A comparable quote itemizes equipment (brand and model numbers), labor, materials, programming, permits and monitoring separately. 'Package' pricing hides margins and makes competitor comparison impossible — that's usually the point. Insist on: exact camera models with resolution and lens specs, panel model, recorder capacity and retention days, warranty terms in writing (workmanship and equipment separately), and monitoring cost with the contract length stated plainly.
| Quote element | What good looks like | Red flag |
|---|---|---|
| Equipment | Brand + model + qty, line by line | '8-camera HD package' |
| Labor | Separate line, scope described | Folded into 'system price' |
| Monitoring | Monthly rate + term + cancellation terms | 'Free system' with long agreement |
| Warranty | Written workmanship + equipment terms | Verbal assurances |
| Ownership | You own hardware outright | Leased/proprietary equipment |
Review patterns, not scores. Read the 3-star reviews — they're the honest ones.

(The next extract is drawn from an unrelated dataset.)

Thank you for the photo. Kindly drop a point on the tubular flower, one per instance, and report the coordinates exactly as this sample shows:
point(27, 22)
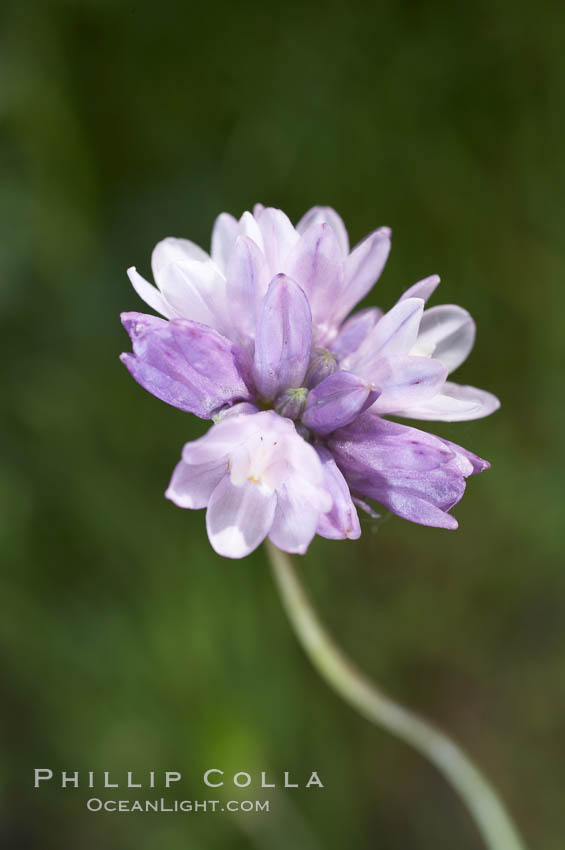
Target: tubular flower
point(256, 337)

Look for service-after-install complaints; installation day is easy, year three is the test. Who installs: employees or day-rate subcontractors? Who answers later: the installing company or an outsourced service line? Local footprint: a real LA address and technicians who work your area daily. Manufacturer certifications: Control4, Lutron, Qolsys dealer status means factory training and support escalation paths — check the manufacturers' own dealer locators.
1) No verifiable ACO or CSLB license — walk away. 2) 'Free system' offers hinging on 36–60 month monitoring agreements — you're financing it, with interest, invisibly. 3) Door-to-door urgency tactics ('this offer expires today'). 4) Refusal to itemize quotes. 5) No physical local presence — storm-chaser installers disappear when the warranty call comes. None of these are hypothetical; LA sees all five weekly.
The 60-second version: verify ACO + CSLB, demand itemized quotes, confirm insurance, read the 3-star reviews, and never sign day-one under pressure. Any legitimate company survives that filter easily.
Two: an Alarm Company Operator (ACO) license from BSIS for alarm sales/installation/monitoring, and a CSLB contractor license (commonly C-10 low-voltage or C-10 electrical) for wiring work. Verify both at search.dca.ca.gov and cslb.ca.gov. Innov8av holds ACO 7755 and is insured and bonded.
Search the company name or license number at the California DCA lookup (search.dca.ca.gov) for the BSIS ACO license, and at cslb.ca.gov for the contractor license, bond and workers' comp status. Takes about two minutes and eliminates most bad actors instantly.
Yes — two or three, but insist all are itemized (equipment models, labor, monitoring separately). Package prices can't be compared meaningfully. Manufacturers like Control4 themselves recommend speaking with multiple integrators to find the right fit.
The equipment cost is folded into a 36–60 month monitoring agreement — you're financing it invisibly. Compare the total cost over the full term against buying equipment outright with month-to-month-style monitoring; the 'free' system usually costs more.
Neither is automatically better. National brands offer standardization; licensed local integrators offer custom design, owned equipment and direct technician accountability. Our ADT vs local comparison covers the decision honestly — the checklist on this page works on both.
General liability (commonly $1M+) and active workers' compensation. Ask for certificates before work begins — if an uninsured installer is injured on your property, the liability exposure can land on you.